PROJECTED DEPTH CHART
Gabriel Landeskog – Matt Duchene – Nathan MacKinnon
Alex Tanguay –Carl Soderberg – Jarome Iginla
Blake Comeau – Mikhail Grigorenko – Mikko Rantanen
Cody McLeod – John Mitchell – Jesse Winchester (injured)
Francois Beauchemin – Erik Johnson
Nikita Zadorov – Tyson Barrie
Brandon Gormley — Brad Stuart
Nate Guerin/Nick Holden
OUTLOOK: The Avs went 52-22-8 and finished a surprising first in the Central Division in 2013-14. Then, during a season in which many expected Colorado’s young players to take a big step forward, they disappointed and finished last. It would be easy to say the true measure of their ability lies somewhere in between those two extreme results (injuries played a part in their plunge), but splitting the difference might be too generous. Advanced stats experts said the 2013-14 team was playing way over its head, and the numbers didn’t improve last season. The Avs’ 44.6% Fenwick number was better only than the woeful, tanking Buffalo Sabres.
The hope is that Colorado’s core learned some painful lessons that will help the hungry Avs climb back into playoff contention. However, the loss of center Ryan O’Reilly to Buffalo looms large, especially on special teams (Colorado's power play ranked 29th last season). Carl Soderberg is basically his replacement and the former Bruin has some nice playmaking skills but he's not the two-way force that O'Reilly can be. Winger Jarome Iginla (29 goals) is 38. Even assuming he remains productive, Sabres export Mikhail Grigorenko, 21, fully taps his offensive potential, 6' 4" rookie power forward Mikko Rantanen turns out to be as good as hoped, and Nathan MacKinnon, who suffered through a sophomore slump compounded by a fractured foot, and Matt Duchene enjoy bounce-back seasons, Colorado still faces a tough climb in the tough Central, where every team finished with 90 or more points last season.
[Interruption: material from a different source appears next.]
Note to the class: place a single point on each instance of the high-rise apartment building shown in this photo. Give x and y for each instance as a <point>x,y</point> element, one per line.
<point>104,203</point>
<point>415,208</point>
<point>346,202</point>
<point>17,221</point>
The backline may need some time to round into form. The Avs took a risk on some high-upside project defensemen in Nikita Zadorov and Brandon Gormley, and paid handsomely (three years, $13.5 million) for physical veteran Francois Beauchemin, 35, who looked his age at times with Anaheim late last season. Erik Johnson, who signed a seven-year extension ($6 million AAV) in September, is coming back from a knee injury. Semyon Varlamov will again be the workhorse in net, so his health will be crucial. (Coach Patrick Roy cited Varlamov’s absence due to a groin injury last season as a major reason for Colorado’s stumble.)
PLAYER TO WATCH: Tyson Barrie
Barrie, 24, is the best defenseman who nobody talks about as being elite. While Erik Johnson may be the guy in Colorado, Barrie is much better and a key to the Avs’ hopes. He led the team’s blueliners with 53 points last season despite shooting worse than the season before. With a better power play, his totals could rise to a level that forces Norris Trophy consideration.